All of this as input, along with the content production volume, allows us to play with figures to model out different traffic situations.
Modeling the Traffic and Cost
Here’s the rest of the worksheet, with a content publication plan aimed at a 50% growth figure within two years.
I won’t go into the actual formulas since you can get into those weeds all on your own with the sheet I’ll link below. But a few things to note here:
- Everything in purple is an input, which you can play with.
- If you want more than two years worth of data, you can just drag everything down.
- You can see the earned traffic decaying month over month by the 10% we’ve scoped out in the assumptions panel. (This is a very high rate of decay)
- Likewise, you can see the growth of net new traffic, with the three-month delay in rank being obvious.
- The total traffic is the combination of new traffic and non-decayed traffic earned from historical content.
- All of the customer-acquisition-cost-related data stems from the unit cost of these pieces of content.
For getting this hypothetical website from 500K to 750K visitors, I just kind of played with a front-loaded approach with roundish numbers until that final total hit the goal. This is the most common approach with any of our models when someone asks, “What would it take to get to X?” But you could just as easily pick a unit cost and plug in what a budget allows and see how much traffic you can make happen.
A Second Scenario
To get a feel for how you can play with something like this, let’s imagine that this hypothetical site owner wanted to change the inputs. “Woah, I bet we can get away with $400 per article if we run a Digital Ocean type of program, and I bet we can get our decay rate down with some cost-effective refreshes. Could we get to a million visitors with a similar budget?” (I plan to add refreshes to the modeling later)
Okay, fair enough. Let’s look at that.
Good news, hypothetical site owner! Bring your decay down to 5% and your unit cost down to $400, and not only can you hit one million visitors per month for WAY under the previous outlay of $355K, but you can move up your timeline by a year.
Of course, this doesn’t address other program-related questions, such as whether you’re even able to ramp up to seventy articles per month or whether having a spiky budget is doable. But that’s the point of the modeling tool. You can fix the things in place that you can’t control, play with the rest, and see what’s possible.
Using This Tool
That actually makes a good segue into how I’d like to conclude here: suggestions on how to use this.
If you have a particular BHAG or KPI around traffic or conversions, you can start with that and work backward to a fulfillment schedule, acceptable cost, and operational goals around decay and peak traffic. But that’s not what I’d suggest for the average person using this.
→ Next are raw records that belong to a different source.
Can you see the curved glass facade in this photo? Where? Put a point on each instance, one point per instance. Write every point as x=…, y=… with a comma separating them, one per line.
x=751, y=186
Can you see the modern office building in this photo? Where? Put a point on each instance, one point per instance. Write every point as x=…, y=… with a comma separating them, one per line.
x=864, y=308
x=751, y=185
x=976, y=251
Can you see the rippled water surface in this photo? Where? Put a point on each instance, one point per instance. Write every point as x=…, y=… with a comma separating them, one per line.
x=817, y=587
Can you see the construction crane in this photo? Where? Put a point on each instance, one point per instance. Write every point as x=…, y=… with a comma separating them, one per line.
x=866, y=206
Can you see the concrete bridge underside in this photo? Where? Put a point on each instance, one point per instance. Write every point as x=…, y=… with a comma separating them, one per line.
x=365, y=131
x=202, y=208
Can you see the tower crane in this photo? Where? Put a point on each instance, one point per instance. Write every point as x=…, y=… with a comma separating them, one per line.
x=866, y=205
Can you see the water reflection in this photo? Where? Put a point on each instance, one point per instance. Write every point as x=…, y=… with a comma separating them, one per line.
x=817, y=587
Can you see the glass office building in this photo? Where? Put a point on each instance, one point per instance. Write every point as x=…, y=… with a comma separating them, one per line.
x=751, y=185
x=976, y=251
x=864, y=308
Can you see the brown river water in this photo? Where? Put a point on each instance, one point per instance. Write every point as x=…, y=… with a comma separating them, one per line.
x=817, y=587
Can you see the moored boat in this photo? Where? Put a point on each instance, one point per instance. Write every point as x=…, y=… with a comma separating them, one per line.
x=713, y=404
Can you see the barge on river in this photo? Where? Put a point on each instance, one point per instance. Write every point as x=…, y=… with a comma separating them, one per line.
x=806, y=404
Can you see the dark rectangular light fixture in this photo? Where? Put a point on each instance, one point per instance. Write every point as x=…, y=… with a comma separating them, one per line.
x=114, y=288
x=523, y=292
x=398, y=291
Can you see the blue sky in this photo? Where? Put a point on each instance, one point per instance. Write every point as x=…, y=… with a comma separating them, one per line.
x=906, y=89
Instead, I’d plug in as many actuals as possible (how much traffic do you have, how many visitors does the average top content peak at, how many articles are you actually producing, how much are you actually decaying), and see what the model projects for you in the coming years. If the traffic and CAC figures that result look good to you, great!
If not, then start playing. Could you nose up peak monthly visits? Ratchet down decay rate? Source a few more articles? Expand the budget? What kind of impact might each of these things have?
In the end, I think this can be a helpful tool around budget time for a lot of folks. You can use it to make the case that the funnel metrics the leadership team wants are way out of whack with budget, or more optimistically, that you’re actually on track with your goals and that folks need to have patience.
But the most important thing of all is that you need to feed measured data back into the model as you go. The model is only as good as its assumptions, and you can steadily improve those.